Written by Max Röhrbein-Kling and Johannes Kuhlmann
When we started working on the Android release of Galaxy on Fire 3 - Manticore, our goal was for everyone to be able to enjoy the same visual fidelity, no matter if playing on Android or iOS. On iOS, we were already using Metal to render the game. This helped us to push a lot of draw calls. We therefore decided to add Vulkan support to our in-house game engine, the ABYSS® Engine, and render our game with Vulkan on Android.
Vulkan was and still is quite a young API. It is the latest addition to the family of low-level graphics APIs that make rendering 3D graphics more efficient. We are not going to go into detail on all the advantages and features Vulkan has to offer. Instead we will focus on our experience with bringing our game to Vulkan in general and with Android as the target platform in particular.
While there is a lot of high-quality content out there, you will not find too many first-hand reports on what actually happened to game developers or engine developers brave enough to go down the Vulkan rabbit hole. So, in this series of blog posts, we will mainly focus on the most interesting aspects of our implementation, before we shift over to the learnings we made along the way.
There will be five separate posts:
- Introduction and Fundamentals (this post)
- Handling Resources and Assets
- What We have Learned
- Vulkan on Android
- Stats & Summary
As a disclaimer, the main objective of our Vulkan renderer was to ship a game. That means it is more pragmatic than perfected. Also, we have mainly done what worked for us. We have not used any fancy stuff like custom allocators, parallel command generation, reusing command buffers and so on. We do believe, though, that our implementation is still reasonably versatile and well done.
So, for the first post, let us talk about some of the most interesting aspects of our Vulkan renderer implementation.
DescriptorSets are rather unique to Vulkan as there is nothing like it in, for example, Metal. A DescriptorSet is basically a group of bindings that is used to get your data into shaders. To get your uniform/constant values and textures in there, you must update these DescriptorSets. The tricky thing is you cannot update them while they are in use. And, being in use here factors in the CPU (your code as well as the driver's) and the GPU. You can only update a DescriptorSet when the GPU does not need it anymore, i.e. it has finished rendering.

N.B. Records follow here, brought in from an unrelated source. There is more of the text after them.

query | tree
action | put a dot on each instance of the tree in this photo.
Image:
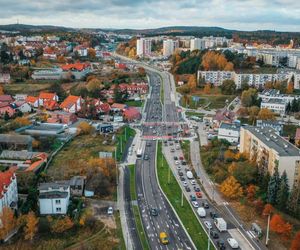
(273, 187)
(231, 188)
(85, 128)
(61, 225)
(31, 226)
(296, 242)
(228, 87)
(278, 225)
(207, 88)
(8, 222)
(266, 114)
(283, 192)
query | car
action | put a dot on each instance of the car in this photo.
(233, 243)
(153, 212)
(198, 194)
(163, 237)
(110, 211)
(208, 224)
(214, 234)
(205, 205)
(213, 215)
(193, 182)
(195, 204)
(221, 245)
(193, 197)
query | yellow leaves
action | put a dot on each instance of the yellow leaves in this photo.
(231, 188)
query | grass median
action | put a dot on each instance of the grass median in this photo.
(136, 212)
(173, 192)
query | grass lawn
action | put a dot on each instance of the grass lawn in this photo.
(122, 137)
(136, 212)
(74, 156)
(134, 103)
(173, 192)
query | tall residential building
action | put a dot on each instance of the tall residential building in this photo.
(143, 47)
(269, 149)
(169, 47)
(197, 43)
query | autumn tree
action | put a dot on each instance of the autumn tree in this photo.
(61, 225)
(31, 226)
(278, 225)
(266, 114)
(8, 222)
(296, 242)
(85, 128)
(231, 188)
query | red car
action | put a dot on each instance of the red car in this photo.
(198, 194)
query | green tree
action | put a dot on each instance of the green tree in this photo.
(228, 87)
(283, 192)
(273, 187)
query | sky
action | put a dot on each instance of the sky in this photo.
(281, 15)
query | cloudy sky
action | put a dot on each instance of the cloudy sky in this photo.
(233, 14)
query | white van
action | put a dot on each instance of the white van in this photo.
(201, 212)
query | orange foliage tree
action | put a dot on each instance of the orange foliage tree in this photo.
(278, 225)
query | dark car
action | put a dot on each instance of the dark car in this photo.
(214, 234)
(153, 212)
(213, 215)
(205, 205)
(221, 245)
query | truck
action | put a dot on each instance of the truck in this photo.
(201, 212)
(220, 224)
(189, 175)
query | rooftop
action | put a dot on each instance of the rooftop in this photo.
(269, 137)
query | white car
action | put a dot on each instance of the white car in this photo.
(195, 204)
(193, 182)
(233, 243)
(110, 211)
(208, 224)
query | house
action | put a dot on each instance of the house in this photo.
(131, 114)
(54, 198)
(8, 189)
(6, 99)
(72, 104)
(33, 101)
(229, 132)
(6, 108)
(46, 97)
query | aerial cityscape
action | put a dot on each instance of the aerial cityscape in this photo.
(150, 125)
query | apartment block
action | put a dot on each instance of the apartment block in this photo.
(269, 149)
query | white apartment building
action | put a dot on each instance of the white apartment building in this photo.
(255, 80)
(8, 189)
(229, 132)
(169, 47)
(143, 47)
(269, 150)
(197, 43)
(54, 198)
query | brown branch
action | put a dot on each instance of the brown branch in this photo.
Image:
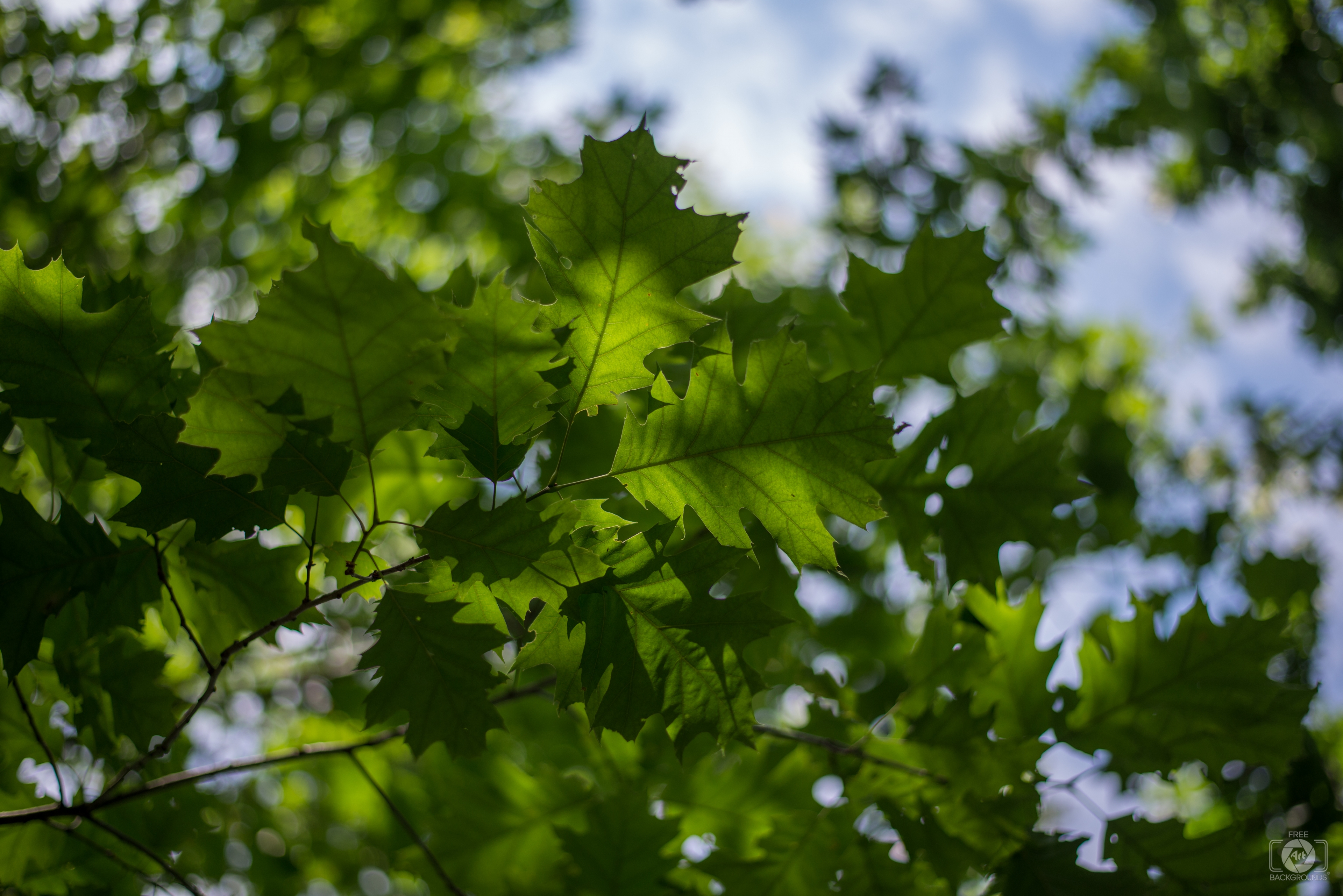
(37, 735)
(136, 844)
(115, 858)
(182, 617)
(410, 829)
(232, 651)
(556, 487)
(848, 750)
(190, 776)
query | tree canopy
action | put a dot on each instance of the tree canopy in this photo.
(563, 561)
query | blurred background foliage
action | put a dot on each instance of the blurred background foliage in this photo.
(185, 143)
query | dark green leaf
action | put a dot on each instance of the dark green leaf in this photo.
(918, 319)
(617, 250)
(175, 483)
(42, 567)
(781, 445)
(1201, 695)
(84, 370)
(354, 343)
(1013, 491)
(620, 855)
(433, 668)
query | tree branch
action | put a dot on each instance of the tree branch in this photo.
(848, 750)
(37, 735)
(136, 844)
(556, 487)
(410, 829)
(232, 651)
(182, 617)
(191, 776)
(115, 858)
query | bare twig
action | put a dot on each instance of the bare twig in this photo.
(848, 750)
(410, 829)
(76, 835)
(193, 776)
(237, 647)
(312, 546)
(556, 487)
(148, 852)
(37, 735)
(182, 617)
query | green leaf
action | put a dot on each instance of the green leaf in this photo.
(433, 668)
(1220, 864)
(620, 855)
(129, 676)
(1013, 491)
(1048, 867)
(308, 463)
(617, 250)
(1016, 685)
(354, 343)
(659, 642)
(918, 319)
(84, 370)
(1280, 578)
(134, 583)
(42, 567)
(798, 858)
(229, 414)
(781, 445)
(478, 436)
(461, 285)
(1201, 695)
(241, 586)
(748, 321)
(510, 541)
(499, 363)
(175, 483)
(558, 642)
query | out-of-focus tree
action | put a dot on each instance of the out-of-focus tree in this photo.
(185, 143)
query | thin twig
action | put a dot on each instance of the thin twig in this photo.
(193, 776)
(410, 829)
(312, 546)
(237, 647)
(848, 750)
(37, 735)
(554, 487)
(76, 835)
(182, 617)
(139, 845)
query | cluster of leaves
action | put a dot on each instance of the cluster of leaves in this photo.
(622, 499)
(166, 140)
(1220, 92)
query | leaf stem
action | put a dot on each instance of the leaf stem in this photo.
(182, 617)
(37, 735)
(410, 829)
(564, 485)
(312, 547)
(148, 852)
(848, 750)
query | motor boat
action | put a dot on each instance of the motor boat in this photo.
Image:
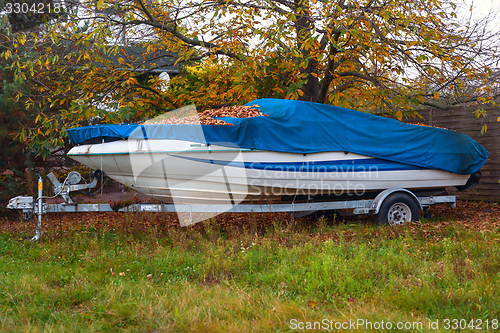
(295, 151)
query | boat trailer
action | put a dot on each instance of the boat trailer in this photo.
(29, 206)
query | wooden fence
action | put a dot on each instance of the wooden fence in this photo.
(463, 120)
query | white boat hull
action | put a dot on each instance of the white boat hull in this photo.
(188, 172)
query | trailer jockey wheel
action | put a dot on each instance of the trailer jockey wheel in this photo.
(397, 209)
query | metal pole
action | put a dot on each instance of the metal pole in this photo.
(39, 231)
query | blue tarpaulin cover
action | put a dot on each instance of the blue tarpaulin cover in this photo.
(305, 127)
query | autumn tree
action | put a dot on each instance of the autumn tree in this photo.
(364, 54)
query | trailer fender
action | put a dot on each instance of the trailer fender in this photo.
(379, 199)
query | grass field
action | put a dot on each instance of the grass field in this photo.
(263, 274)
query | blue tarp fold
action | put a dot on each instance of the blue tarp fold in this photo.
(304, 127)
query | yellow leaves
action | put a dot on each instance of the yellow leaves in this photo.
(131, 81)
(399, 115)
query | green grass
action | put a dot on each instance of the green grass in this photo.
(213, 278)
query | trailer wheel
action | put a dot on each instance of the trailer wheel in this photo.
(397, 209)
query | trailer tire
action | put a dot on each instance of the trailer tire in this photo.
(397, 209)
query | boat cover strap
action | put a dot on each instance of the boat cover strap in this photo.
(305, 127)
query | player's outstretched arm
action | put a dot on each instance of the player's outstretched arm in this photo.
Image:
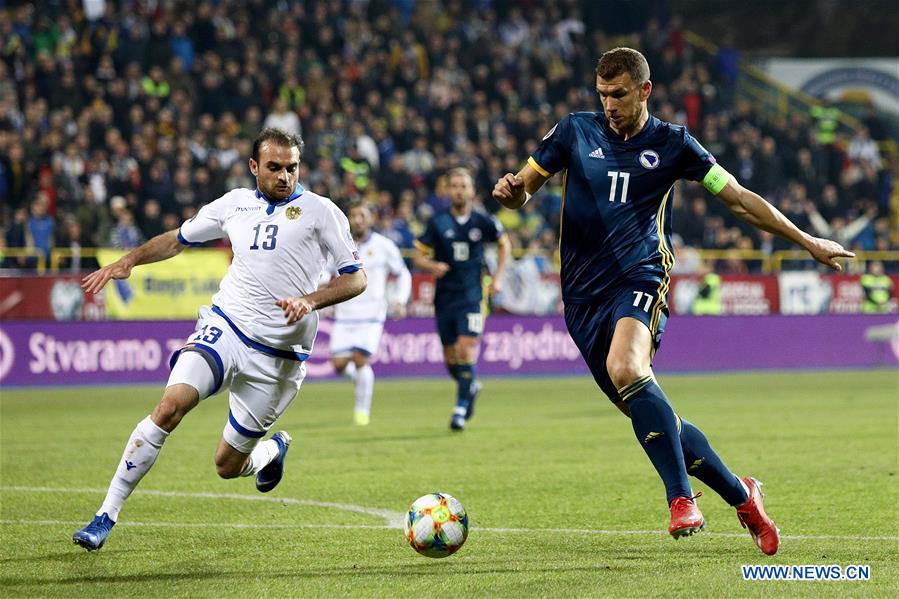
(753, 209)
(161, 247)
(340, 289)
(514, 191)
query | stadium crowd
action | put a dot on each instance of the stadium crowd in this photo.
(118, 120)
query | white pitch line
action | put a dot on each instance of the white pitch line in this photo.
(218, 525)
(393, 519)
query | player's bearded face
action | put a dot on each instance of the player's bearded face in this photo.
(277, 171)
(461, 191)
(623, 101)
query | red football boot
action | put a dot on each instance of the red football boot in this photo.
(754, 519)
(686, 519)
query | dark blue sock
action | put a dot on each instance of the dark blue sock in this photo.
(464, 378)
(703, 463)
(453, 370)
(655, 425)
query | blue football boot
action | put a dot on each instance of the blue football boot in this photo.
(269, 477)
(93, 536)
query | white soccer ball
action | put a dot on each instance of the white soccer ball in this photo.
(436, 525)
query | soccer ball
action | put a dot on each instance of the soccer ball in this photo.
(436, 525)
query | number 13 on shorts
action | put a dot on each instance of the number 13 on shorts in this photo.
(638, 297)
(475, 322)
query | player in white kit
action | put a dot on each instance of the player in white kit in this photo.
(359, 322)
(260, 329)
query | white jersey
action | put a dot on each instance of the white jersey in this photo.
(280, 251)
(382, 258)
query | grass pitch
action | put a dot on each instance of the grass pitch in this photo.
(562, 500)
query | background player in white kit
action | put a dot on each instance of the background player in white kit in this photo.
(260, 329)
(359, 322)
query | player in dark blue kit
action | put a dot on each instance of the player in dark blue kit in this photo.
(619, 168)
(452, 249)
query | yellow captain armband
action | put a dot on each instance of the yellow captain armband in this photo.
(716, 179)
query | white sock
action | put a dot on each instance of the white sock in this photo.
(349, 372)
(140, 453)
(260, 457)
(365, 384)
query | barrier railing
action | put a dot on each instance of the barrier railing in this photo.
(763, 90)
(770, 263)
(15, 253)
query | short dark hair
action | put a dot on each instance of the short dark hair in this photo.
(277, 136)
(459, 171)
(623, 60)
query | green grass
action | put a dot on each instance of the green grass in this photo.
(540, 454)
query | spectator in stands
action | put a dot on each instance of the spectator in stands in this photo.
(443, 92)
(41, 226)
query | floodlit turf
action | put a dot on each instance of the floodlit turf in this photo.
(562, 501)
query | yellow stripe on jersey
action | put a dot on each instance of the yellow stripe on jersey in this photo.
(539, 168)
(427, 250)
(667, 264)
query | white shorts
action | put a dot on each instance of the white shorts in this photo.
(261, 386)
(347, 337)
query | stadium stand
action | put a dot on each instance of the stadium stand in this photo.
(116, 124)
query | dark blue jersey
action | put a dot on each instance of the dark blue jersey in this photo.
(616, 202)
(461, 245)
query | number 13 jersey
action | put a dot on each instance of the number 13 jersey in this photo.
(280, 251)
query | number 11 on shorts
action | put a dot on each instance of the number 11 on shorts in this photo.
(639, 295)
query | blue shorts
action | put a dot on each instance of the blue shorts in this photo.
(456, 321)
(591, 326)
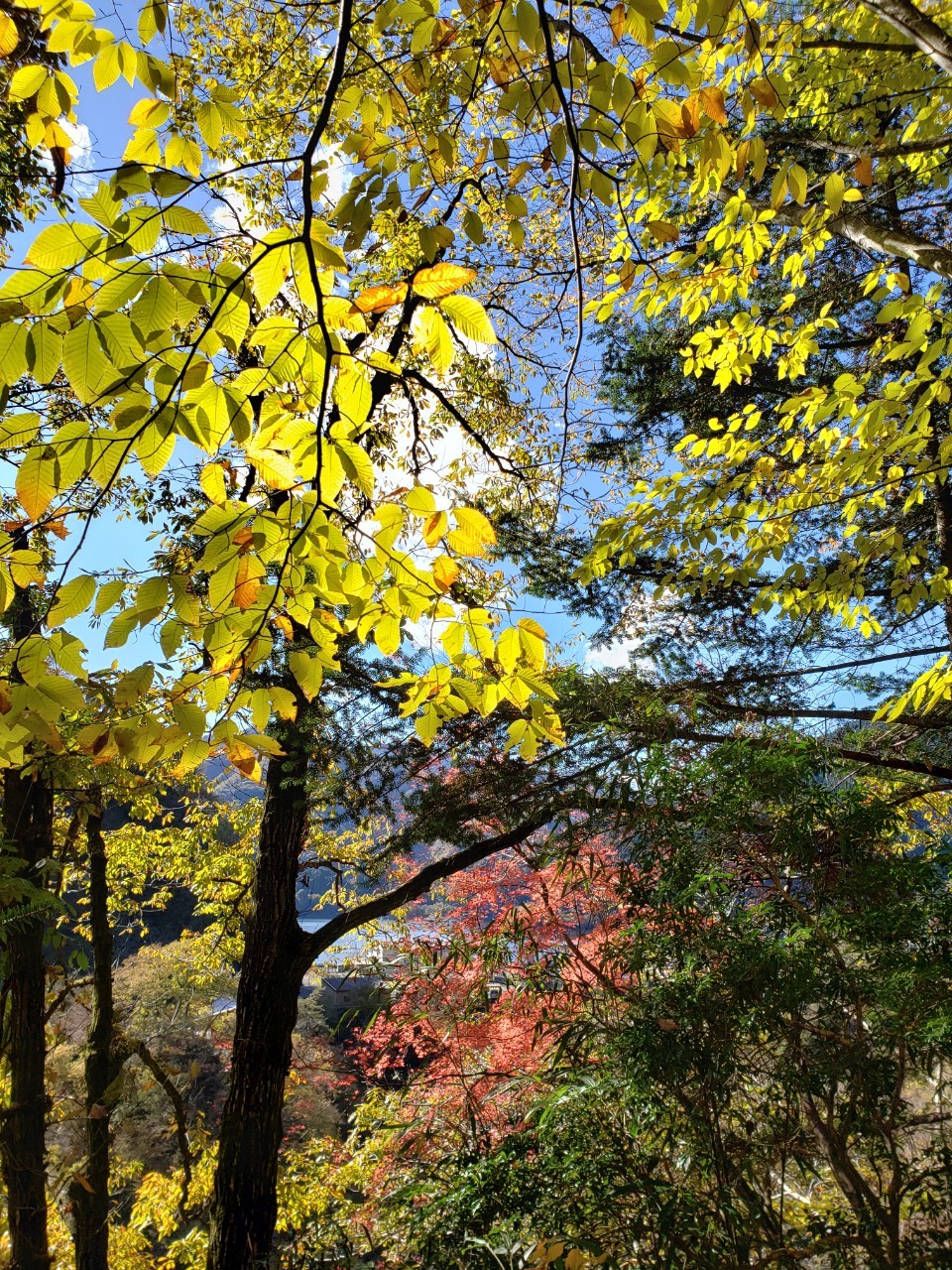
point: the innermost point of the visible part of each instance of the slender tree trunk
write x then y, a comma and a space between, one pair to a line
942, 503
28, 834
90, 1202
244, 1203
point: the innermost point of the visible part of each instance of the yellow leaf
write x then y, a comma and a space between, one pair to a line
662, 231
530, 624
434, 529
442, 280
377, 300
864, 171
71, 599
420, 500
445, 571
386, 634
470, 318
276, 470
475, 525
9, 35
431, 336
714, 105
285, 626
765, 94
248, 580
35, 483
212, 481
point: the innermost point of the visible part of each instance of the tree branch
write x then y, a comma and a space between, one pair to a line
421, 881
910, 22
141, 1051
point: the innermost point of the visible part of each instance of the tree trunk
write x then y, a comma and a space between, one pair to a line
28, 833
90, 1197
942, 506
244, 1203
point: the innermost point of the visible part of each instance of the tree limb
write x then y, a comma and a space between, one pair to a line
914, 24
421, 881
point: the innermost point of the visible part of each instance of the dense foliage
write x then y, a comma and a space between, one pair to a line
398, 326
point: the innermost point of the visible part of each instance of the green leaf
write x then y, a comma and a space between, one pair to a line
36, 481
61, 245
426, 725
307, 671
13, 352
357, 465
209, 123
85, 363
44, 352
386, 634
470, 318
71, 599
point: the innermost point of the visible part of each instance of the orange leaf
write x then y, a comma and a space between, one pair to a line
714, 105
285, 626
377, 300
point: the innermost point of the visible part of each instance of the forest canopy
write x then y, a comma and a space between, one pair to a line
476, 589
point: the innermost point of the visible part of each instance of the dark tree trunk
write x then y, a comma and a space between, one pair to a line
90, 1202
942, 503
244, 1203
28, 833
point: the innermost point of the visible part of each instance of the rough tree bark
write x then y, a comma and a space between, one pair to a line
103, 1064
28, 835
244, 1203
277, 956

So, in order to update DescriptorSets (using
vkUpdateDescriptorSets()) and reuse them once you they can be reused, you would need to do a lot of tracking and management. We have ended up with two different solutions for uniforms and textures that solve this problem for us.
For uniforms, we use dynamic buffer offsets (
VK_DESCRIPTOR_TYPE_UNIFORM_BUFFER_DYNAMIC). This way we can have one DescriptorSet per shader that we can reuse each time the shader is used for rendering. It has to be one per shader as the layout/bindings in the DescriptorSet depend on the uniforms declared in the shader. The dynamic offset removes the need for us to update the DescriptorSets per frame, but forces us to put all uniform data into a single buffer. This buffer needs to be large enough to fit the entirety of uniform data for however many frames we have simultaneously in the pipeline (again, CPU and GPU pipelines combined).
The texture bindings highlighted a homemade problem for us: our renderer interface allows us to render any model (mesh + shader) with arbitrary textures. As a result, the Vulkan renderer needed to be able to deal with objects changing textures every frame, even if that feature is not used all too often.
At first, we tried tracking and managing DescriptorSets for textures, reusing them once the GPU was done with them and basically calling
vkUpdateDescriptorSets() once for each object to be drawn. However, this was way too slow. It more or less doubled the time we spent generating draw calls.
We then tried caching DescriptorSets for textures based on the shader and bound textures - a procedure that allows us to potentially share them between similar objects. Consequently, we now only need to update them when a previously unseen combination occurrs. Apparently, this works really well for us and means we almost never have to update the DescriptorSets again after the cache has been filled.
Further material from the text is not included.